- Born: 1826
- Died: December 15, 1908 (aged 81–82) Willesden, London, England
- Occupation: Journalist
- Employer(s): The Sun; Central Press
- Known for: One of the first women employed on the staff of a British newspaper
- Parent: Murdo Young
- Relatives: Ann Young (sister) Floremma Young (sister)

= Catharine Young (journalist) =

British journalist (1826-1908)

Catharine Young (1826 – 15 December 1908) was a British journalist. Young was one of the first women to work on the staff of a newspaper, doing so before Eliza Lynn Lynton, who is often given this position.

== Biography ==
Catharine Young was baptised on 19 November 1826. Young was the second of three daughters of Murdo Young, who developed The Sun into one of the leading London newspapers. She and her younger sister both worked on The Sun; Young did general reporting and wrote leading articles, including one on the Battle of Solferino on 25 June 1859.
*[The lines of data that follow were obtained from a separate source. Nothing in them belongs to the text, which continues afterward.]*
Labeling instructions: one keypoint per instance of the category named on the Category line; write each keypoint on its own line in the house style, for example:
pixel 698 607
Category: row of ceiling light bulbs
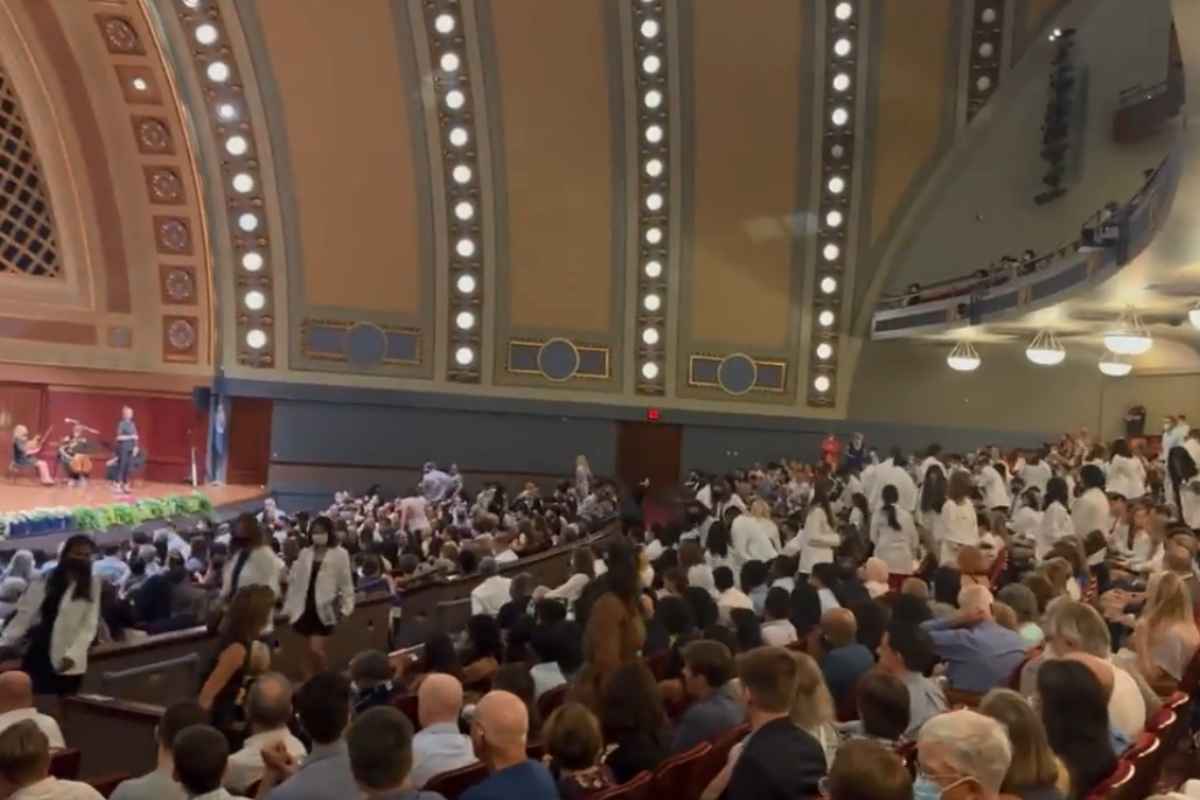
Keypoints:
pixel 1127 338
pixel 219 72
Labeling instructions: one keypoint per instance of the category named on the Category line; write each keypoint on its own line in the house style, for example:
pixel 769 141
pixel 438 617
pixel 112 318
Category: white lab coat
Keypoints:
pixel 334 591
pixel 75 627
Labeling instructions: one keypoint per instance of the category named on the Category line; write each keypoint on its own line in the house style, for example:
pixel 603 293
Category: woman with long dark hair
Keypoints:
pixel 1075 715
pixel 59 615
pixel 615 630
pixel 894 535
pixel 321 593
pixel 1055 523
pixel 251 563
pixel 820 535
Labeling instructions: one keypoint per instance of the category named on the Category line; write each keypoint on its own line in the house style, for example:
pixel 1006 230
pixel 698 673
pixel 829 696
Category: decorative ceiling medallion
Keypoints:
pixel 154 136
pixel 178 284
pixel 172 235
pixel 121 337
pixel 181 334
pixel 120 36
pixel 165 185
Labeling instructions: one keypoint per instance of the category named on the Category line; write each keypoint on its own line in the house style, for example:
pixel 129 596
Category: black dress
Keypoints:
pixel 310 624
pixel 228 713
pixel 36 662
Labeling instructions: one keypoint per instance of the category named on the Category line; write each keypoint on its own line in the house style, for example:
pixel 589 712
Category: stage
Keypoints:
pixel 24 497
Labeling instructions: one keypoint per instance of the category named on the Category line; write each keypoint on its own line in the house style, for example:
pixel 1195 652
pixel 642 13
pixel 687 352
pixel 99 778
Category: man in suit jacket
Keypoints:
pixel 779 761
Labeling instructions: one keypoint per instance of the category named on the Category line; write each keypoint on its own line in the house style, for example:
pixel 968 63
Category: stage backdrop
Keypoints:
pixel 168 425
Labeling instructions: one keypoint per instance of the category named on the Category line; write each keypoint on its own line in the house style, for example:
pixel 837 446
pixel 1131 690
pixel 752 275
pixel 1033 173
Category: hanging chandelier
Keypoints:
pixel 1129 336
pixel 964 358
pixel 1045 349
pixel 1114 366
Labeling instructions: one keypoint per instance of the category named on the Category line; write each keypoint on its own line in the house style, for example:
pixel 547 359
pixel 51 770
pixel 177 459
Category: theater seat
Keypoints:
pixel 107 783
pixel 640 788
pixel 65 764
pixel 679 776
pixel 453 783
pixel 551 699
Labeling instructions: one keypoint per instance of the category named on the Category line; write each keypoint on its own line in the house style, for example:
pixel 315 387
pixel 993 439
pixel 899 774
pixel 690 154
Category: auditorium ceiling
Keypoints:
pixel 679 203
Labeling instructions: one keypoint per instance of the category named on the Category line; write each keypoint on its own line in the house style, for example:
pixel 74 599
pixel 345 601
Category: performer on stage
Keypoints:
pixel 24 453
pixel 73 457
pixel 321 593
pixel 126 449
pixel 59 614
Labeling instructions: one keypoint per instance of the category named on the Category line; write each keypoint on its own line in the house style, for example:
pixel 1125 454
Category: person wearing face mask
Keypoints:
pixel 961 756
pixel 321 591
pixel 58 617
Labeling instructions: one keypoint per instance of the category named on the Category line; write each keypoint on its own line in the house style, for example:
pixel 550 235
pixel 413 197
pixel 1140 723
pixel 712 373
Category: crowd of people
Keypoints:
pixel 829 615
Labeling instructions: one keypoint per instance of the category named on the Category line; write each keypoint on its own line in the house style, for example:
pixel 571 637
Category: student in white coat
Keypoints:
pixel 321 593
pixel 1055 523
pixel 251 563
pixel 58 615
pixel 957 525
pixel 820 535
pixel 1127 474
pixel 894 534
pixel 994 487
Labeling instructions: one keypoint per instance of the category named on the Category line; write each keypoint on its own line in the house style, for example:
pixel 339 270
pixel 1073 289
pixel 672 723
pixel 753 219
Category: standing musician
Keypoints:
pixel 73 453
pixel 126 449
pixel 24 453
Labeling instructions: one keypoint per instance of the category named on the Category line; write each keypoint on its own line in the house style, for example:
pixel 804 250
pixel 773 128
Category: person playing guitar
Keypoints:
pixel 73 453
pixel 24 452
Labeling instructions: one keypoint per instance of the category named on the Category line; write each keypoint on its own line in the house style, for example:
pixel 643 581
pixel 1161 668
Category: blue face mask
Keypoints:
pixel 925 789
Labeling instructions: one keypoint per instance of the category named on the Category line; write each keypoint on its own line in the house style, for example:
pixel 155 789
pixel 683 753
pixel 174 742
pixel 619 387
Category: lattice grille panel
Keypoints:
pixel 28 245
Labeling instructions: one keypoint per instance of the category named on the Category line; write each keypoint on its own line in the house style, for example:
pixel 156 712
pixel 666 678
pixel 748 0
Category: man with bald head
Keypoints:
pixel 978 653
pixel 499 731
pixel 17 705
pixel 268 713
pixel 439 746
pixel 845 659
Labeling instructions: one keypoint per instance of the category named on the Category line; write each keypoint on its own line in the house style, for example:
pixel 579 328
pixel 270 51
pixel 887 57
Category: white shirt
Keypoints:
pixel 954 528
pixel 1055 525
pixel 1025 522
pixel 491 595
pixel 749 541
pixel 246 765
pixel 46 723
pixel 1090 512
pixel 414 513
pixel 778 633
pixel 994 488
pixel 571 590
pixel 816 541
pixel 55 789
pixel 1127 707
pixel 1127 476
pixel 1037 475
pixel 898 548
pixel 889 473
pixel 732 599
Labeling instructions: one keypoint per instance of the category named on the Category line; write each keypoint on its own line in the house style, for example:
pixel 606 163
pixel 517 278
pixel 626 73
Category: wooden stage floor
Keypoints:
pixel 27 497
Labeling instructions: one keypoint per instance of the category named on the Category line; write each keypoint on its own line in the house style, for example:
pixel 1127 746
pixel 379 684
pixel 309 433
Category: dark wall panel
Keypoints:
pixel 379 435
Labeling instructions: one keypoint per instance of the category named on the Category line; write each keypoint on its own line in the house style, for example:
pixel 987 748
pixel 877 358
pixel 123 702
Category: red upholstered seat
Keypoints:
pixel 65 764
pixel 636 789
pixel 714 761
pixel 1116 786
pixel 107 785
pixel 679 776
pixel 453 783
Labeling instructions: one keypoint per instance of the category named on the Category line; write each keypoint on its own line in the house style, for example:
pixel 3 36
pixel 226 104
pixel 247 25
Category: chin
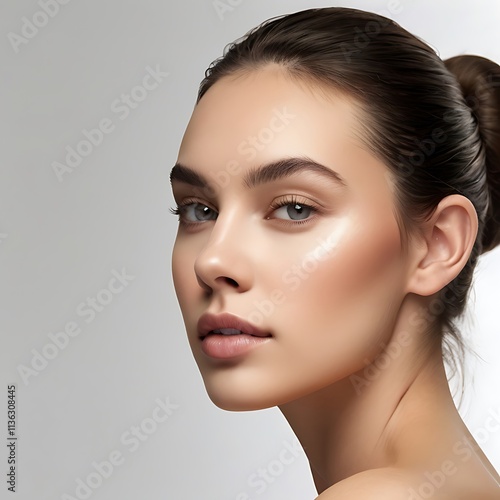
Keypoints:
pixel 239 396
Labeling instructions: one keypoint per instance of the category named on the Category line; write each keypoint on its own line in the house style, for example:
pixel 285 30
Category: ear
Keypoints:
pixel 443 245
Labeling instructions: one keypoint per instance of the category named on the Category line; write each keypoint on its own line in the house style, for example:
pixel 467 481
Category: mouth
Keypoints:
pixel 227 325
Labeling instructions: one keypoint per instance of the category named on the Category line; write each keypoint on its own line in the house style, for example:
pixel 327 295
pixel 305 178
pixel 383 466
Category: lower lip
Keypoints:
pixel 230 346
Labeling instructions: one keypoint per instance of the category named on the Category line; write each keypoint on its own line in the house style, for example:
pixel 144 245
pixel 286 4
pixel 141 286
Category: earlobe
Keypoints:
pixel 444 245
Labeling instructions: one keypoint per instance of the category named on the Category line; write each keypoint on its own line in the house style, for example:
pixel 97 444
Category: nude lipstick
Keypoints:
pixel 225 336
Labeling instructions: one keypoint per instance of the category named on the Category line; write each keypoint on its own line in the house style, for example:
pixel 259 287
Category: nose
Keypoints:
pixel 225 262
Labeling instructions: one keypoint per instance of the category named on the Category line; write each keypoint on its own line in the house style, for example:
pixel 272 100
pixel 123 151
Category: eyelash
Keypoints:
pixel 288 200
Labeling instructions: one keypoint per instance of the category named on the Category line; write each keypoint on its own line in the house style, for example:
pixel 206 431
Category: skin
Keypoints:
pixel 352 363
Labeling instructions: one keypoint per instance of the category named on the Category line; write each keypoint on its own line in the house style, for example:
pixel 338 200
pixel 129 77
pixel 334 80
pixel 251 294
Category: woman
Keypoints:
pixel 335 186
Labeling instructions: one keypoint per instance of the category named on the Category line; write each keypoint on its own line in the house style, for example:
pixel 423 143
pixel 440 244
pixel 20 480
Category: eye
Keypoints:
pixel 194 212
pixel 295 211
pixel 292 209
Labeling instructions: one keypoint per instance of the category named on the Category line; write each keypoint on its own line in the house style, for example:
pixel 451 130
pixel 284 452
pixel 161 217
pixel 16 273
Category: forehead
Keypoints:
pixel 266 111
pixel 258 117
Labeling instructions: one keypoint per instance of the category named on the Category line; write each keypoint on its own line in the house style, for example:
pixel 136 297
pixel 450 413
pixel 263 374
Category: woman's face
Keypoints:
pixel 288 233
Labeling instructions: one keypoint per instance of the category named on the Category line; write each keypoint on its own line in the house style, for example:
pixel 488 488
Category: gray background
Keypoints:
pixel 61 240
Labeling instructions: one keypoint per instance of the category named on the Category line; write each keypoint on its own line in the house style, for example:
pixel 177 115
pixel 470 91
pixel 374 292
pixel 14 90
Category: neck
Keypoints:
pixel 350 426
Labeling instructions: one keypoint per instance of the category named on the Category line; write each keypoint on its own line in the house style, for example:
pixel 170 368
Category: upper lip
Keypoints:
pixel 209 322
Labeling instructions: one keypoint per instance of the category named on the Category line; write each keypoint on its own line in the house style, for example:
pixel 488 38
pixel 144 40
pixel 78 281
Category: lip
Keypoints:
pixel 209 322
pixel 218 346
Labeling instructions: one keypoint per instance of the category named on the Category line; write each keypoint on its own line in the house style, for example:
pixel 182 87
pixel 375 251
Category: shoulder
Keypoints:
pixel 399 484
pixel 377 484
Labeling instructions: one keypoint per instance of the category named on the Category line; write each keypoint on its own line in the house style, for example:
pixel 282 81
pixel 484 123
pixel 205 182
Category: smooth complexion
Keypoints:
pixel 315 260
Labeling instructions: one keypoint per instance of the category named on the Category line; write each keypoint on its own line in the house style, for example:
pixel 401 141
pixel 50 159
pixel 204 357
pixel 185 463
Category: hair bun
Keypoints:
pixel 479 79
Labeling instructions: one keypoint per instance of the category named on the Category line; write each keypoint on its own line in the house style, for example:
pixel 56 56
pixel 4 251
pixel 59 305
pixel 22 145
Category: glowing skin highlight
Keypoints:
pixel 314 260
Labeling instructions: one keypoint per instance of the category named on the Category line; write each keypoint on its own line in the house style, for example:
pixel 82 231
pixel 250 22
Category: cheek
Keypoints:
pixel 342 310
pixel 185 282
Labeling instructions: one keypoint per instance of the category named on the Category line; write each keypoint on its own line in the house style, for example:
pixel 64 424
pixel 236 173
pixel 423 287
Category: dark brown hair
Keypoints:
pixel 435 124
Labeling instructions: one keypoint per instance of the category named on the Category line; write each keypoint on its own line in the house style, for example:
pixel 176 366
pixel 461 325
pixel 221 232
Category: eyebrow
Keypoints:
pixel 279 169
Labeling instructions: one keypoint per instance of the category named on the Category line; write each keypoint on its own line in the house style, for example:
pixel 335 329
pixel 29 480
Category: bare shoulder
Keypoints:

She was described as 'a fine young lady of almost masculine appearance’.

After her father sold The Sun in 1862, she joined one of the first news agencies, Central Press, under the management of Edward Spender.

She died on 15 December 1908, at her home in Willesden, London, at the age of 82. Her older sister Ann and younger sister Floremma were also journalists.